For a minor league pitcher struggling to command a specific pitch, there are a few ways to try to improve. For Orioles pitching prospect Drew Rom, he watched a lot of videos and tried to find the perfect grip for his changeup. But another strategy to help his changeup become more effective was talking to one of the best in the majors.

Rom got the chance to talk with Orioles ace John Means, who has one of the best changeups in the sport, during Means’ rehab assignment at High-A Aberdeen in 2021. For Rom, it was an incredible opportunity to pick the brain of Means and learn more about how to utilize his changeup.

“I was a little nervous to talk to him, because he’s Means, he’s our big league All-Star guy,” Rom said on Glenn Clark Radio April 13. “… I just asked him about the changeup because that’s what I’ve been struggling on. And he was the nicest, genuine guy that you could ever talk to. He helped me out for a good 5-10 minutes.
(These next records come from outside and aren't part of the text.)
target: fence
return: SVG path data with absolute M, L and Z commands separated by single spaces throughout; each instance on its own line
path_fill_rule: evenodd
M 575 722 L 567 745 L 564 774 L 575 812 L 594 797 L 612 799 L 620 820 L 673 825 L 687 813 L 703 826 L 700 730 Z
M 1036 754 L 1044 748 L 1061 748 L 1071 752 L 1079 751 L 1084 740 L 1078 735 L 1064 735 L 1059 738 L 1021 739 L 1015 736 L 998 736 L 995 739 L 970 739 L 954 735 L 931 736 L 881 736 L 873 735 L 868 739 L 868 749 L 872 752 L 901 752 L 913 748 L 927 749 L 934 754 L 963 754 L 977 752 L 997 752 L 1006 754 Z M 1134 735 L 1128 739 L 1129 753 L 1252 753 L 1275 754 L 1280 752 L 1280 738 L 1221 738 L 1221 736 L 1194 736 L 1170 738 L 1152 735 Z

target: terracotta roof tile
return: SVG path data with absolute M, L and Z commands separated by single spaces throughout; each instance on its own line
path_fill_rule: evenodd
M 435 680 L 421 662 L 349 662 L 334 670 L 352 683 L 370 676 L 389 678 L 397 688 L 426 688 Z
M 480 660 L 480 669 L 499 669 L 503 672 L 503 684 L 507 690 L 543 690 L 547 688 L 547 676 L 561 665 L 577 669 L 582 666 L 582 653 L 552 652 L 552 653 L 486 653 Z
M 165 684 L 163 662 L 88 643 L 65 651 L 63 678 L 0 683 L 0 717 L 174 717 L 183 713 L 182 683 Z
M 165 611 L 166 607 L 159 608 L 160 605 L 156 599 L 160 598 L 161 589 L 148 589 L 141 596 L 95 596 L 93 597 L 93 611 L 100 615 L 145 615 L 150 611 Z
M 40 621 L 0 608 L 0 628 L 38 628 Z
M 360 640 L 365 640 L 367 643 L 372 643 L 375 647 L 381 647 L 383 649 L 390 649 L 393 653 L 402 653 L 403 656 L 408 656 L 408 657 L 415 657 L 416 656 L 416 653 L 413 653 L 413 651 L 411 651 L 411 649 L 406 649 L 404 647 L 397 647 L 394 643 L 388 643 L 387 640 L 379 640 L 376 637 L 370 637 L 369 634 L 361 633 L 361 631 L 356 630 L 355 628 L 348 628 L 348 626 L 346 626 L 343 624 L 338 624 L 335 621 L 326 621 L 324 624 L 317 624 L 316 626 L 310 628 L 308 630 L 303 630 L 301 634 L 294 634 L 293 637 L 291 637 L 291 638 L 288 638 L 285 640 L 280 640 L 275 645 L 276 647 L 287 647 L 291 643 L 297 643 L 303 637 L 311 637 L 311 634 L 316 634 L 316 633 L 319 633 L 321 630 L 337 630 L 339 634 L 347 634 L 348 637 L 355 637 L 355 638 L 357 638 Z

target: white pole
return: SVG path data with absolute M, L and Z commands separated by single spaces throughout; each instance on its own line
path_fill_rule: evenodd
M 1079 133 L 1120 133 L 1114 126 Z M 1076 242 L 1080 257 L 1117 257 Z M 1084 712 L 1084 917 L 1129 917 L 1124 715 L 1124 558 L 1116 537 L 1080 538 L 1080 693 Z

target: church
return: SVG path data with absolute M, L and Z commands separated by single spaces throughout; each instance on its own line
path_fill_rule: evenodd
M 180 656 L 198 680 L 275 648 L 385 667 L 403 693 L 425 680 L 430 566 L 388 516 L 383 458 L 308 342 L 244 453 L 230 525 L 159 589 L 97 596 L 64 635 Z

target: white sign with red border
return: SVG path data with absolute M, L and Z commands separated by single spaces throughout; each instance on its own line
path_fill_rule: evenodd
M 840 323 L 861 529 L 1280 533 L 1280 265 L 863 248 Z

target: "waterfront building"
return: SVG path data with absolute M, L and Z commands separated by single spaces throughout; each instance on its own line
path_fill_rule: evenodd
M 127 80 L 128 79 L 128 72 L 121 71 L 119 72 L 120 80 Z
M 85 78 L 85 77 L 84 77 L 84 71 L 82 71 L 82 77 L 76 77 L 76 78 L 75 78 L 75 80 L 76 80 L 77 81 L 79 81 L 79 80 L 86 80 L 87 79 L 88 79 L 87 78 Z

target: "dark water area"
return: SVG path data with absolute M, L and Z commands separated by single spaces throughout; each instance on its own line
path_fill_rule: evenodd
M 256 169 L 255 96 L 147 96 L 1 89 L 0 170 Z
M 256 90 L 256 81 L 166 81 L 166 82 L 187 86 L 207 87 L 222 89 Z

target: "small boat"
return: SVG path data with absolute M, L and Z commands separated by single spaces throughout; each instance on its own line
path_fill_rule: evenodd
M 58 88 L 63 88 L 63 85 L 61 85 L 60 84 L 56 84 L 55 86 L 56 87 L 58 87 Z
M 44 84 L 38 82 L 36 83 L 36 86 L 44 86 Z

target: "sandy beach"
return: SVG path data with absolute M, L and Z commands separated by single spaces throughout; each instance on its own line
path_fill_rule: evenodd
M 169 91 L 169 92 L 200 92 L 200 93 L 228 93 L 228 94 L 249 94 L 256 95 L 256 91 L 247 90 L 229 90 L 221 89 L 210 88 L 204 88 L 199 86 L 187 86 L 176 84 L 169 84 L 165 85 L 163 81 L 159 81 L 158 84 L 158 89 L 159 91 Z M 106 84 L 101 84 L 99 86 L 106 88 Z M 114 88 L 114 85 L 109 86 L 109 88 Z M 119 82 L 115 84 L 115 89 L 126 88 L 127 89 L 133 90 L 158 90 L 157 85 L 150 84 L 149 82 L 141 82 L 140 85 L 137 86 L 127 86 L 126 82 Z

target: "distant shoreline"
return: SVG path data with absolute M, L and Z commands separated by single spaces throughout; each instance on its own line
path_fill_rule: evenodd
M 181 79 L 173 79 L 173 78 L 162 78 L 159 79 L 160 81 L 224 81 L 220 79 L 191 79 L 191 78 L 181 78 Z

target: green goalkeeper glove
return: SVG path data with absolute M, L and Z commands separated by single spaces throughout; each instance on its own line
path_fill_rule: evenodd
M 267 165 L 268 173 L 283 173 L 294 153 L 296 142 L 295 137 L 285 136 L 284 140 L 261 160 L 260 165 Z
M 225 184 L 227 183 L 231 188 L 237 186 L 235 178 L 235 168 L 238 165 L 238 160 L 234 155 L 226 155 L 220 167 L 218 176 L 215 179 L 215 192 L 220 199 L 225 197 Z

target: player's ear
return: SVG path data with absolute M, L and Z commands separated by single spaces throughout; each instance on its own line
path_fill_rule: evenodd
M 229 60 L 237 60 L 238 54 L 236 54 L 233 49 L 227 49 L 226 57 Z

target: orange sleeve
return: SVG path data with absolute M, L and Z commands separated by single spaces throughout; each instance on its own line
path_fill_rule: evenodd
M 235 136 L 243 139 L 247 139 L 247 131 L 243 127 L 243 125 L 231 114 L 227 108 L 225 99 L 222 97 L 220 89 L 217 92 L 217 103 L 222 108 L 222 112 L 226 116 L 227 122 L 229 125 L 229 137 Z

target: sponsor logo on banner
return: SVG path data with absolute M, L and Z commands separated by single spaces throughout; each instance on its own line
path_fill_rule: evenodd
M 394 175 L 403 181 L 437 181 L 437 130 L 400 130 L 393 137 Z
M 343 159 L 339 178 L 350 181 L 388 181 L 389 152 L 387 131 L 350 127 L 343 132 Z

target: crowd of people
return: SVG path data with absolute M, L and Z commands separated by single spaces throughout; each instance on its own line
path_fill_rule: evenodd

Just talking over what he feels, how he throws it and what he thinks about it.”

Rom’s conversation with Means helped a lot with throwing his changeup, but he was also very excited to tell other people about his interaction with the All-Star pitcher.

“I was so happy about it,” Rom said. “And honestly, I went back and told my family and was like ‘Hey, John Means talked to me for like five minutes.’ I felt like the coolest guy ever that day.”

The changeup could be the key to helping Rom improve. The 6-foot-2, 170-pound left-hander is ranked as the Orioles No. 17 prospect by MLB Pipeline. Rom played high school ball at Highlands High School in Fort Thomas, Ky., and was named Kentucky Mr. Baseball as the best player in the state as a senior. Rom had committed to the University of Michigan but opted to sign with the Orioles being drafted in the fourth round in 2018.

Rom pairs an upper-80s to low-90s fastball with a slider and changeup. Last year, Rom pitched for Aberdeen and Double-A Bowie. Between the two stops, Rom pitched 107.2 innings and posted a 3.18 ERA. He also recorded an impressive 120 strikeouts and only surrendered 26 walks. This year, Rom started the season back at Double-A. He has made two starts, giving up three runs and striking out 13 in 8.0 innings.

In the offseason, Rom worked a lot on his changeup and was able to figure out what grip felt the most comfortable for him. He also worked on adding fastball velocity. Velocity is huge given the current state of baseball, and for Rom this meant getting stronger in the offseason.

Coming into this new season, Rom is looking to keep progressing and improving on his impressive stats from last year. The 22-year-old is focused on figuring out the best way to get batters out.

“Ultimately it’s going to be keeping the big league guys off-balance,” Rom said. “Then just attacking with every pitch I’ve got and just hoping I can get them off-balance at least once or twice, where they either roll over or I get a nice little strikeout. Either way, an out’s an out.”

Additionally, Rom is hoping to continue to improve his mechanics. Last season, Rom said that he found a lot of success because he was able to simplify his mechanics and stay consistent.

“It is muscle memory, but it’s repeating that delivery over and over — 80, 90 pitches a game,” Rom said. “At that point it is muscle memory and it’s going to take a lot to keep progressing and keep that consistent.”

Rom is one of many pitchers in the Orioles’ system hoping to make an impact at the major league level. Baltimore’s farm system is full of promising and exciting bats, but analysts have mentioned it lacks big-time talent in the pitching department beyond Grayson Rodriguez and D.L. Hall.

All of that talk provides some added motivation for the young arms. For this upcoming season, it will certainly be something that the pitchers in the minors are aware of.

“I think everyone just kind of has it in their mind like, ‘Hey, we’re going to go out and show these guys that they are kind of dumb, they don’t know what they are missing,'” Rom said. “And just go out to prove to ourselves and to them that we’re better than everyone thinks that we are. And it does kind of light the fire in ourselves, too, to just go out and be the best we can.”